Paper2Agent-scglue-mcp / src /tools /preprocessing_implementation_log.md
Dylan Mann-Krzisnik
Fix repo layout / Dockerfile paths
5c47821
# Implementation Log: GLUE Preprocessing Tools
**Tutorial Source**: `gao-lab/GLUE/blob/master/docs/preprocessing.ipynb`
**Implementation Date**: 2026-02-14
**Output File**: `src/tools/preprocessing.py`
## Tool Design Decisions
### Tools Extracted (3 tools)
1. **glue_preprocess_scrna**
- **Section**: "Preprocess scRNA-seq data"
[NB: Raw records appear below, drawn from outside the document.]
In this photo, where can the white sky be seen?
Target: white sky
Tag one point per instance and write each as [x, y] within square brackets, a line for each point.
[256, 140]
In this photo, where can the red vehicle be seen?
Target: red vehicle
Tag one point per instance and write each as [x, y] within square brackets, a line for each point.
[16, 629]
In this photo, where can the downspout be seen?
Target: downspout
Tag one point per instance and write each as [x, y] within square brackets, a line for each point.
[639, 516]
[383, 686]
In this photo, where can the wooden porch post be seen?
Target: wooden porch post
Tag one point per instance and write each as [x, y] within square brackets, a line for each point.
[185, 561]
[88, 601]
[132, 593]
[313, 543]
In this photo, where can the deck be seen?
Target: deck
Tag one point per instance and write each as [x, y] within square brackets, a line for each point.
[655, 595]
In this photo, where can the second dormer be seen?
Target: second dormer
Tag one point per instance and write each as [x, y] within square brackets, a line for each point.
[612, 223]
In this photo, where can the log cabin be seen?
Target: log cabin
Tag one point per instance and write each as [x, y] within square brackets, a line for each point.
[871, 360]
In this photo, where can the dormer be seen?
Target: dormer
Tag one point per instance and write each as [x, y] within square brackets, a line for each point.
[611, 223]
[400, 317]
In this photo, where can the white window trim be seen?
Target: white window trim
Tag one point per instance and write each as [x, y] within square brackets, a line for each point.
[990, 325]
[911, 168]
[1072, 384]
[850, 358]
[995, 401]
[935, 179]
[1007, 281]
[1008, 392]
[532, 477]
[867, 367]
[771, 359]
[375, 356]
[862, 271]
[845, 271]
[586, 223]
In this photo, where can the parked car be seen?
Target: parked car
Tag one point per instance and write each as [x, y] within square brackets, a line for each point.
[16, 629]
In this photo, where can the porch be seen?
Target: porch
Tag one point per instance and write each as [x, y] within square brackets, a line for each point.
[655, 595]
- **Rationale**: Complete preprocessing workflow for scRNA-seq data including HVG selection, normalization, scaling, PCA, and UMAP visualization
- **Classification**: Applicable to New Data - performs standard scRNA-seq preprocessing on any raw count matrix
- **Parameters Preserved**: `n_top_genes=2000`, `flavor="seurat_v3"`, `n_comps=100`, `svd_solver="auto"` all explicitly set in tutorial
- **Parameters Parameterized**: `color_var="cell_type"` is tutorial-specific and must be configurable for user datasets
2. **glue_preprocess_scatac**
- **Section**: "Preprocess scATAC-seq data"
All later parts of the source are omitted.